Nvidia's first Ampere GPU is a silicon monster for AI and servers

krizby · May 15, 2020

neeyik said:
It's even more impressive when you realise that the stated die areas includes the HBM/HBM2.

The bulk of the changes lies within the tensor cores, of course, but the rest of the chip is essentially 'big-Volta', I.e. more SMs, more cache (a lot more L2, over 6 times more), more memory controllers, more NV Links:

Biggest question for me is how is this all going to get scaled down to keep the power consumption sensible: the A100's TDP is 400W, which is 150W more that the Tesla V100 SXM2 32GB. Obviously dropping the HBM2 will help quite a bit, as will hoofing off a few SMs, but it's still going to be high. 300W maybe?

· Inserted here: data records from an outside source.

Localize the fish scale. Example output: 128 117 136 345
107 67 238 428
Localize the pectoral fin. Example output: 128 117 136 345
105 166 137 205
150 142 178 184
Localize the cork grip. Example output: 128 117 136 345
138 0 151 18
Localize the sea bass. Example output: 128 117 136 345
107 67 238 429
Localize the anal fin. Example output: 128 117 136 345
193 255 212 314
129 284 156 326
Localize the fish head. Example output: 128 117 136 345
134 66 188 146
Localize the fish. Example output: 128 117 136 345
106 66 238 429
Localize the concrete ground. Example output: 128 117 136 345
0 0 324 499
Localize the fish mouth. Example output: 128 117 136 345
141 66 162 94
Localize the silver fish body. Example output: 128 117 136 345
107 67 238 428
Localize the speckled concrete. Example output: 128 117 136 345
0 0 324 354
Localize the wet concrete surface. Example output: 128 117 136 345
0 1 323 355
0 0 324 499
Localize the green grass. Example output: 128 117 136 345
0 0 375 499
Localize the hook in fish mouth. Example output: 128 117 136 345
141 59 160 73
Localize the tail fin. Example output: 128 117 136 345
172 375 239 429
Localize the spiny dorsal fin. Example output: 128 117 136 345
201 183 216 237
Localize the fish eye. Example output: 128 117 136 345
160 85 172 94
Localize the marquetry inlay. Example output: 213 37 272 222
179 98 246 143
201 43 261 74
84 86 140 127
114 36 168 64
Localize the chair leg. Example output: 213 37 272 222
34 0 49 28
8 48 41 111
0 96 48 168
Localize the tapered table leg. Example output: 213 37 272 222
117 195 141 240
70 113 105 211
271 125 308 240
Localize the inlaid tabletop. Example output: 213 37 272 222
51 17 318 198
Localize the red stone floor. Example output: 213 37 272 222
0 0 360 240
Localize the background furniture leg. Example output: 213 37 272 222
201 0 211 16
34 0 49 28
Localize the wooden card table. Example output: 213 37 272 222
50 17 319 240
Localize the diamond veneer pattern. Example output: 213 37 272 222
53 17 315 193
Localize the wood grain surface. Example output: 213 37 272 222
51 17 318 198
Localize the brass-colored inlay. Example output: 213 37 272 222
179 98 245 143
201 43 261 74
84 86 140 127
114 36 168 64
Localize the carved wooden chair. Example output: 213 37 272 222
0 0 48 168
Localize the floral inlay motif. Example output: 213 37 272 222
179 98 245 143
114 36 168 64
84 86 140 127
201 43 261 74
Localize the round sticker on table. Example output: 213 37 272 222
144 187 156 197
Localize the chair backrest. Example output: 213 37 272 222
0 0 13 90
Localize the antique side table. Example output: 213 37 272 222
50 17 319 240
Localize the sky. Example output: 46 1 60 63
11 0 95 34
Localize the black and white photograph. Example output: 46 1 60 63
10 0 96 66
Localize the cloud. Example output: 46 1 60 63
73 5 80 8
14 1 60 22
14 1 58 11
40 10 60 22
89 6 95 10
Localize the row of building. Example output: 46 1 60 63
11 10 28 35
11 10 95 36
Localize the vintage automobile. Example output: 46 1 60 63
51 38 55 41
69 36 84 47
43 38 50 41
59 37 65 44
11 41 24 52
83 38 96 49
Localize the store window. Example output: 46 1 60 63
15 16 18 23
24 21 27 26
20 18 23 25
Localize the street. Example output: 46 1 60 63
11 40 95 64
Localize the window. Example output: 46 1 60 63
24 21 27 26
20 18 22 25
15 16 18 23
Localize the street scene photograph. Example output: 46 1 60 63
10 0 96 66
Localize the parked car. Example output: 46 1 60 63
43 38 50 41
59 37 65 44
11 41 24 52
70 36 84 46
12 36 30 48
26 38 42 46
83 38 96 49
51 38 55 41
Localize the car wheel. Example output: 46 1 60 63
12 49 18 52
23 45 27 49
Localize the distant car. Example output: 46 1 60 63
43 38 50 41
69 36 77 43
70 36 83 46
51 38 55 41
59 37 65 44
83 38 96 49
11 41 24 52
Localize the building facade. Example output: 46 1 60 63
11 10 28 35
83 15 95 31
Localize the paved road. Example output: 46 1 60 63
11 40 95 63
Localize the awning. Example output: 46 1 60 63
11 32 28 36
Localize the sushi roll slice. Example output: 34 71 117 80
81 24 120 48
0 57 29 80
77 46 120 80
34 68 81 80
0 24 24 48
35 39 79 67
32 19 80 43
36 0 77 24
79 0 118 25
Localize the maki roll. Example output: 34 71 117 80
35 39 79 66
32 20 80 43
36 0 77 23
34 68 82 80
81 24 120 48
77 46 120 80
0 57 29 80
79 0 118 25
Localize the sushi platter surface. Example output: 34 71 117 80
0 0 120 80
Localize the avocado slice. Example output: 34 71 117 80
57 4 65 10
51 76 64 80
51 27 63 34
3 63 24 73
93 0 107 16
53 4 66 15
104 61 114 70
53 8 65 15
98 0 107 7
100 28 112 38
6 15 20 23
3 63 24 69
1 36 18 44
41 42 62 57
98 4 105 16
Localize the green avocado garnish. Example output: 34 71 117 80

Given that tensor cores only do matrix FMA, this is unlikely. The RT cores are specialised ASICs, two in fact: one for handling ray-triangle intersection calculations and the other for accelerating BVH algorithms. The tensor cores are used for denoising the images - but given that Ampere's are far more capable than Turing's, we're more likely to just see fewer TCs per SM, to allow for more RTCs. Or now that DLSS is TC-based, we could see this being pushed far more to offset the RT performance hit.

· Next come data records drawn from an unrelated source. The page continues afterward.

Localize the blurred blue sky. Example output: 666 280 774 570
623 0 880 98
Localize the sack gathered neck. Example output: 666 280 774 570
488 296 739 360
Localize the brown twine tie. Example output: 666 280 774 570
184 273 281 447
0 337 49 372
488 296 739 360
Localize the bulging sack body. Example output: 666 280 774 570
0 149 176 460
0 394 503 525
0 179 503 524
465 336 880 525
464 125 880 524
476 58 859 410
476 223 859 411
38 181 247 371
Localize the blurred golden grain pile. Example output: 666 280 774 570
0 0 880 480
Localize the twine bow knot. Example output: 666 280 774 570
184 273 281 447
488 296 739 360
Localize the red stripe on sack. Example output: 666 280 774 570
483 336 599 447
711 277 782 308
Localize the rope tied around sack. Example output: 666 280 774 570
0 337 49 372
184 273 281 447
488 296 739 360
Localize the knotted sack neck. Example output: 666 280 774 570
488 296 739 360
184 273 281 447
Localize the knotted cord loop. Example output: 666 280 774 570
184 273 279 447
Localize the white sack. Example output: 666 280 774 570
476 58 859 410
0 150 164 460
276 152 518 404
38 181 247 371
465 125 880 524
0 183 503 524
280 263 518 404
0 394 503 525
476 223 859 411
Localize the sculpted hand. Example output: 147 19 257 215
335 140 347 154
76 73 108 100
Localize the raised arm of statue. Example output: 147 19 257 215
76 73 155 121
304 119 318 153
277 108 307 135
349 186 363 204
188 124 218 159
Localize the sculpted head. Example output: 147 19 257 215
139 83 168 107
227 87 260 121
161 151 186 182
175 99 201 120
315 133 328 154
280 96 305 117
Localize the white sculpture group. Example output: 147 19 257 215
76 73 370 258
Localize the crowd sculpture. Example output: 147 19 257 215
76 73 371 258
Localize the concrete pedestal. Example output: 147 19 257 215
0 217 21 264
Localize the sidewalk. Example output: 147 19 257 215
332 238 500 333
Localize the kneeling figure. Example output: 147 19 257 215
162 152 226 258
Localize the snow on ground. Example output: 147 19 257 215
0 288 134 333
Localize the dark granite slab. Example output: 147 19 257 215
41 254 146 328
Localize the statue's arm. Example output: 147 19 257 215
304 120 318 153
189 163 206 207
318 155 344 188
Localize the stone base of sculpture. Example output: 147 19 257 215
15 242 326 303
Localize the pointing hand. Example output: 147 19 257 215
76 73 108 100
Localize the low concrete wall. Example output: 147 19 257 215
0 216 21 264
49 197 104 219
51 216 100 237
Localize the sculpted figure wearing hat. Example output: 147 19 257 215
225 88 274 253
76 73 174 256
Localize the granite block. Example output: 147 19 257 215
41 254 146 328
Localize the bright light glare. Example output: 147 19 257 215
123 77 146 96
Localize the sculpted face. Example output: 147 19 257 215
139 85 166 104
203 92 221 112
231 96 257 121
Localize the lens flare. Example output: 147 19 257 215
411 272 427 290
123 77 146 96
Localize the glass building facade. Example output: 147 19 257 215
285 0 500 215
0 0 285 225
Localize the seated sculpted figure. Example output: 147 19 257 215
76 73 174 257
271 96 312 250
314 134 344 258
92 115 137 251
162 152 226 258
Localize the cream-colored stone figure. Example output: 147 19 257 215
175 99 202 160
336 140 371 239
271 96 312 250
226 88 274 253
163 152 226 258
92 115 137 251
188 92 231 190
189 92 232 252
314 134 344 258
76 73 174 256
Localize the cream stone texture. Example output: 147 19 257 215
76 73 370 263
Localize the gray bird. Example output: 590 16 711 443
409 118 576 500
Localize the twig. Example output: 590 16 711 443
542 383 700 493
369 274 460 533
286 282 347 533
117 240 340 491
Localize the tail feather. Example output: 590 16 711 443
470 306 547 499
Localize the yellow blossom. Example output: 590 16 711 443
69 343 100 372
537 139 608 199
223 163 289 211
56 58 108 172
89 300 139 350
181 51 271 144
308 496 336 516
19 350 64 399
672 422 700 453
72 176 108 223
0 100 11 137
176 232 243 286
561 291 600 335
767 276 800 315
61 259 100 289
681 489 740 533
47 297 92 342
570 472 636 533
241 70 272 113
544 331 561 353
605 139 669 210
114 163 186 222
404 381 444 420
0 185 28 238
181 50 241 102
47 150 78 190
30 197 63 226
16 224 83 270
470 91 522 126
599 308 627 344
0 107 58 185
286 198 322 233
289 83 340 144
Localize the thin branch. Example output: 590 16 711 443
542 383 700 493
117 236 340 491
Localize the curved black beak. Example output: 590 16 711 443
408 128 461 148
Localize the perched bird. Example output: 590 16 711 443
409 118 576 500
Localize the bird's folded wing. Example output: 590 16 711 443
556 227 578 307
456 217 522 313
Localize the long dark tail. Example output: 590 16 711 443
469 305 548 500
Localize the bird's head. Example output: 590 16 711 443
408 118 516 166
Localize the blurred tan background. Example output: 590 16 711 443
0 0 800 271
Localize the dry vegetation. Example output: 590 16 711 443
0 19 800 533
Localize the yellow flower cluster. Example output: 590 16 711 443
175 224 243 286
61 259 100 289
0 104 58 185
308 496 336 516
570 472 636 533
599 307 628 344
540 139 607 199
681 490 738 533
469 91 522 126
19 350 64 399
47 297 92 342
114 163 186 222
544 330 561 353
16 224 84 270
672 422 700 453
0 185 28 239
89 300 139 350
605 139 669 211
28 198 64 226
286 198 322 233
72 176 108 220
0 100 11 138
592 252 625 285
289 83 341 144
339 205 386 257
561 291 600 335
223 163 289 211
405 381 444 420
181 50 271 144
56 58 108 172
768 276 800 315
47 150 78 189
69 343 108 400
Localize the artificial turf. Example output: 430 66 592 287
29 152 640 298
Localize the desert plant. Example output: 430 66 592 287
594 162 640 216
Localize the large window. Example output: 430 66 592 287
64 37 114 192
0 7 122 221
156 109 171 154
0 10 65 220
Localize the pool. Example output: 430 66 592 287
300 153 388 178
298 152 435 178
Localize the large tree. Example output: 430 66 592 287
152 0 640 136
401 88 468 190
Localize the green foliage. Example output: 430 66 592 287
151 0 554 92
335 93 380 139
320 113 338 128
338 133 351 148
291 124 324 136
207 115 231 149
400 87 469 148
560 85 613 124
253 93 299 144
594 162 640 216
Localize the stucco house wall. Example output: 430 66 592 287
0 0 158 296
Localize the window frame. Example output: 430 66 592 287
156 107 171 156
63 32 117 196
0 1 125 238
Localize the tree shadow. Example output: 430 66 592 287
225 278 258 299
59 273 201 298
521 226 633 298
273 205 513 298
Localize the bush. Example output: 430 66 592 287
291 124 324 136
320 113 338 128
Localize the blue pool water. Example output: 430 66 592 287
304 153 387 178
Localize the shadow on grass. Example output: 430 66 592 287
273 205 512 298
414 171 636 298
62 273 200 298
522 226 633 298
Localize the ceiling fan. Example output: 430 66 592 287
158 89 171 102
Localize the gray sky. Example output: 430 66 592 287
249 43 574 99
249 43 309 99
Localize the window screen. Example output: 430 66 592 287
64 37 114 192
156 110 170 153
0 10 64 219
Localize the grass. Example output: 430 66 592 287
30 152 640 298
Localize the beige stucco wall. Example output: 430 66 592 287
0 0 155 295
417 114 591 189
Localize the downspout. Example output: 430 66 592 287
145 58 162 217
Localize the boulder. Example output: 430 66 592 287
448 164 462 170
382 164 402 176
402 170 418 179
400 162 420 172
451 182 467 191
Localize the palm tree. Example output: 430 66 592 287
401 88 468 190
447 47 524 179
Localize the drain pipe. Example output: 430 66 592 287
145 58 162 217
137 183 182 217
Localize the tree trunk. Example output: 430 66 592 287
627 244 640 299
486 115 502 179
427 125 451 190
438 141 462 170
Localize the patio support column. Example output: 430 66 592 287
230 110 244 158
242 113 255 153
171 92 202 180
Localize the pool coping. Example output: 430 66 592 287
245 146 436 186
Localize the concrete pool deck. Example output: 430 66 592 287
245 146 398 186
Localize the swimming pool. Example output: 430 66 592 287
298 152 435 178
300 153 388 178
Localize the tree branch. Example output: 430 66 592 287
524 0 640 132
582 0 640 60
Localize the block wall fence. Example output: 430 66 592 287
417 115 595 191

Now there is some confusion, I don't think the 826mm2 die size include the HBM2 at all, 826mm2 is the GPU die size alone.
Looking at the Vega Frontier Tear-down, the total size of the interposer + GPU is 30x30mm (900mm2), while the reported die size is ~495mm2 (20x26mm as measured by GamerxNexus). Each HBM stack is around 120mm2.

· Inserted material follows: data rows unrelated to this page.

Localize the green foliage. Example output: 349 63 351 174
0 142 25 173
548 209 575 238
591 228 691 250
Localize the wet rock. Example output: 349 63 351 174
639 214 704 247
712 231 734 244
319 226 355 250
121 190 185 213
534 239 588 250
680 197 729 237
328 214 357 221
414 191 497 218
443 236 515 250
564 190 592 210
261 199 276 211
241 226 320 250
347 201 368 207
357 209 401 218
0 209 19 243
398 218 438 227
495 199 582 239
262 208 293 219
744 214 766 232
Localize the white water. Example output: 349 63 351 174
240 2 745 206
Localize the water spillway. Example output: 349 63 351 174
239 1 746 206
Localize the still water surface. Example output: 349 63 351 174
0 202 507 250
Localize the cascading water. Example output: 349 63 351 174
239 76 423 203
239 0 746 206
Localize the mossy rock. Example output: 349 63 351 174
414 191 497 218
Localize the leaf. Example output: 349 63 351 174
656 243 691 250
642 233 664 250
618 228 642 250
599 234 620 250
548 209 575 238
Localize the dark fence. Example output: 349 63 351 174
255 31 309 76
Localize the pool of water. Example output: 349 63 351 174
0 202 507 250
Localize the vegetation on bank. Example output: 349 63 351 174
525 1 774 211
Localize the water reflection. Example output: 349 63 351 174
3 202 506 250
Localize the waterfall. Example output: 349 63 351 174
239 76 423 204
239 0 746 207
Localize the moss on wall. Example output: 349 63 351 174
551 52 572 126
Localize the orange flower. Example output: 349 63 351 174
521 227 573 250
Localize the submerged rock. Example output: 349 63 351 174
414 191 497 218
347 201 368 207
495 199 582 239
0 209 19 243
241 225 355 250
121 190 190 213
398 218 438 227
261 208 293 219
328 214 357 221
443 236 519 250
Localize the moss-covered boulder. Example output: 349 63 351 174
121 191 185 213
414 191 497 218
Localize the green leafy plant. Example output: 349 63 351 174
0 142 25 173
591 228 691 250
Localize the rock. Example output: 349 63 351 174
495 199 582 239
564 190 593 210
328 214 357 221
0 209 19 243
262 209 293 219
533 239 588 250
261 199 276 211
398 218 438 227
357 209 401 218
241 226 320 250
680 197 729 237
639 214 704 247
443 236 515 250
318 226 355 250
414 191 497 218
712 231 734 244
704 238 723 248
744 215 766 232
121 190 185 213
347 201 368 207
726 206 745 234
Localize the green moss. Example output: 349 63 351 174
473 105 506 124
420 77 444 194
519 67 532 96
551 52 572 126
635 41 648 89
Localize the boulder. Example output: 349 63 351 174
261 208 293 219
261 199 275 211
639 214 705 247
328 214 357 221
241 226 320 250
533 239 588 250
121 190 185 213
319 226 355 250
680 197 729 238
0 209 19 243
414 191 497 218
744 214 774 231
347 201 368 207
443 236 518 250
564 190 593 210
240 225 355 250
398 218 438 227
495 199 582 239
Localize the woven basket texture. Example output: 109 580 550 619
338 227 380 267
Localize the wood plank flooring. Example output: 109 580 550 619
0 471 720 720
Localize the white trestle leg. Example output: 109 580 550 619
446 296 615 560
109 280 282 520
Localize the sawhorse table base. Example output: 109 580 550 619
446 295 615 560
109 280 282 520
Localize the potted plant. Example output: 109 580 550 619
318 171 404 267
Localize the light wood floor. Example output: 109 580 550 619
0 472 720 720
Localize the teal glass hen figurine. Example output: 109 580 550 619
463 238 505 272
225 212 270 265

Nvidia can just use a lower voltage to improve efficiency on Ampere, as they had been doing with Turing.

Oh looking at A100 TC can do FP32 so I took that into the RTX-OPS calculations, but let say RT calculations are done on shader cores as with Pascal and Volta, the A100 already has higher RTX-OPS than 2080 Ti without any RTC (19.5 x 0.8) + (19.5 x 0.28) + (312 x 0.2) = 83.46 Tera RTX - OPS

neeyik · May 15, 2020

krizby said:
Looking at the Vega Frontier Tear-down, the total size of the interposer + GPU is 30x30mm (900mm2), while the reported die size is ~495mm2 (20x26mm as measured by GamerxNexus). Each HBM stack is around 120mm2.

Good to know - thanks

krizby said:
Oh looking at A100 TC can do FP32 so I took that into the RTX-OPS calculations, but let say RT calculations are done on shader cores as with Pascal and Volta, the A100 already has higher RTX-OPS than 2080 Ti without any RTC (19.5 x 0.8) + (19.5 x 0.28) + (312 x 0.2) = 83.46 Tera RTX - OPS

The FP32 format for the new tensor cores only kicks in automatically if the calculation is a matrix multiply-accumulate (what Nvidia calls a tensor calculation); FP32 vector operations are done via the usual CUDA cores. It will be interesting to see how much work the drivers (or more rather, the SM schedulers) will be able to push onto the tensor cores.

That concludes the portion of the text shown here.